# Netzteile fuer 24/7



## Knogle (4. April 2015)

Moin

Habe in meinem alten NAS welche von 1996 oder 1995 an bis etwa 2010 oder 2012 lief ein DELTA Netzteil gehabt, welches ich auch gerne in meinem neuen NAS einsetzen wuerde
Problem ist: Es hat nur etwa 100 Watt, und mein neuer NAS, welcher momentan mit einem Coolermaster GX Netzteil ausgestattet ist zieht um die 80-90W

Welche Netzteile sind fuer 24/7 geeignet? Oder kann ich mein DELTA weiterverwenden?
Interessanterweise steigt und sinkt der Verbrauch gerne um 30Watt im Sekundentakt, seit dem ich meine neuen Enterprise Platten drin habe, und darauf schreibe, und ich bezweifle , dass ein Coolermaster GX das einfach mitmacht


----------



## S754 (4. April 2015)

Ich habe den ersten Satz jetzt 5 mal durchgelesen und komme nicht mit.

Was meinst du?


----------



## Knogle (4. April 2015)

Also brauche Netzteil fuer 24/7 Betrieb^^
Es sollte variierende Lastwere im Sekundentakt aushalten

Habe noch mein DELTA da welches nun schon etwa 17 Jahre 24/7 mitgemacht hat, und sich als zuverlaessig erwiesen hat
Oder soll ich lieber mein Coolermaster GX450W weiternutzen?

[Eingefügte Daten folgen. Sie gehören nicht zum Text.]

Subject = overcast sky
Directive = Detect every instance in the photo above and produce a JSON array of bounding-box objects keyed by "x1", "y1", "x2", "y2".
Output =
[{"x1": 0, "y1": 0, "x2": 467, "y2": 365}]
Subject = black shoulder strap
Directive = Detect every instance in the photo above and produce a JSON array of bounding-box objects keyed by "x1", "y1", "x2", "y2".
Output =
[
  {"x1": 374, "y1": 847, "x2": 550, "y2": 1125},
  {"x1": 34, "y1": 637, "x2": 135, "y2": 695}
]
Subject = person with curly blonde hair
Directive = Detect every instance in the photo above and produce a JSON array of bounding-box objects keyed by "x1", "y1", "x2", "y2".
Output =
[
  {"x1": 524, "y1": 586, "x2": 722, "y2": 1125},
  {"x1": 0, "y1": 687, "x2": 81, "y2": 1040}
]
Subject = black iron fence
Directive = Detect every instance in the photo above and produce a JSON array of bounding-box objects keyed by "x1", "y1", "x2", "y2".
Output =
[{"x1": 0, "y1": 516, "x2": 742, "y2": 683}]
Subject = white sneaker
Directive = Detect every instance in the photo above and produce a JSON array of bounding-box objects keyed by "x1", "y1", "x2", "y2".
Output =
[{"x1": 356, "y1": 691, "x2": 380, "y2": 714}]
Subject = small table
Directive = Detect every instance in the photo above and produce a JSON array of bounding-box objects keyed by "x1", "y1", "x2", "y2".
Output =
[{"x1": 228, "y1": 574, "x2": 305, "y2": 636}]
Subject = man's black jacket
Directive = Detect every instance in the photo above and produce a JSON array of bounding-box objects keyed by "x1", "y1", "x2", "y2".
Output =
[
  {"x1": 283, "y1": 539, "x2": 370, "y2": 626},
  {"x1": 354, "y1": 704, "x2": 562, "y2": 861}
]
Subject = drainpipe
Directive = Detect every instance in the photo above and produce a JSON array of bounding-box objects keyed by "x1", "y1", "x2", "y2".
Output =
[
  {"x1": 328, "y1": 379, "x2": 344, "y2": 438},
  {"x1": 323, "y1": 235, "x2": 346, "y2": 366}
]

Oder welches ist empfehlenswert?


----------



## S754 (4. April 2015)

Nimm ein neues Netzteil, 17 Jahre ist ja furchtbar. 
Schon der Gedanke, das Teil weiter zu benutzen ist der Wahnsinn!


----------



## Knogle (4. April 2015)

Welches Netzteil ist denn gut fuer den 24/7 Betrieb? Oder kann ich da irgendeins nehmen? Braucht es da keine spezielle Zertifizierung?

Naja eigentlich ises 20 Jahre alt, aber nur 17 Jahre davon im 24/7 Betrieb


----------



## S754 (4. April 2015)

Mir ist keine 24/7 Zertifizierung für Netzteile bekannt. Drum haben richtige Server auch redundante Netzteile.


----------



## Bios-Overclocker (4. April 2015)

Habe es so verstanden dass er in seinem NAS ein Delta Netzteil hat dass seit 95 96 bis 2010 gelaufen ist. Da es nur 100 Watt liefert sucht er jetzt ein

neues was 24/7 tauglich ist.

Eventuell sowas hier : Cougar stellt neue Netzteilserie für 24/7-Betrieb vor: GX-S

Edit: zu spät. Lief das Netzteil echt 17 Jahre ohne Pause durch ??


----------



## Knogle (4. April 2015)

Uii.. vielleicht waren mal einige Tage, und paar Reboots oder Pause dazwischen, aber sonst lief die ganze Kiste 24/7 durch, bis die irgendwann zu lahm war

Also das alte Netzteil ist aus meinem alten NAS

In meinem aktuellen NAS habe ich das Coolermster GX450, aber es hat nach bestimmt 80 Stunden Crossload durch weitere Platten welche nun raus sind, angefangen zu stinken, warum auch immer
Wie schauts aus mit einem Bequiet! System Power 300W?


----------



## S754 (4. April 2015)

Das System Power 7 mit 300W kann man nehmen, ist kein schlechtes Netzteil und reicht völlig aus.
Alternativ ein redundantes Netzteil, falls das NAS immer erreichbar sein muss: Netzteile mit Besonderheiten: redundant Preisvergleich | Geizhals Ã–sterreich


----------



## Abductee (4. April 2015)

Ich hab in zwei 24h Rechnern jeweils ein Be Quiet E9 400W und die laufen schon seit ~3 Jahren ohne jegliche Probleme.
Mit dem neuen E10 und den fünf Jahren Garantie machst du sicher nichts falsch.
Das System Power hat halt einen mittelmäßigen Lüfter, für einen Dauerbetrieb würd ich lieber einen besseren nehmen.
be quiet! Straight Power 10 400W ATX 2.4 (E10-400W/BN230) Preisvergleich | Geizhals Deutschland


----------



## Knogle (4. April 2015)

Wie lange sollte man ein Netzteil denn betreiben? Also 17 Jahre sind zulang?
Und warum macht ein Netzteil bei wechselnder Last so schnell schlapp?


----------



## Abductee (4. April 2015)

Die Kondensatoren haben je nach Qualität/Bauform nur eine begrenzte Lebenserwartung.
Und genau die halten die Spannung bei wechselnden Lastzuständen stabil.


----------



## Knogle (4. April 2015)

Abductee schrieb:


> Die Kondensatoren haben je nach Qualität/Bauform nur eine begrenzte Lebenserwartung.
> Und genau die halten die Spannung bei wechselnden Lastzuständen stabil.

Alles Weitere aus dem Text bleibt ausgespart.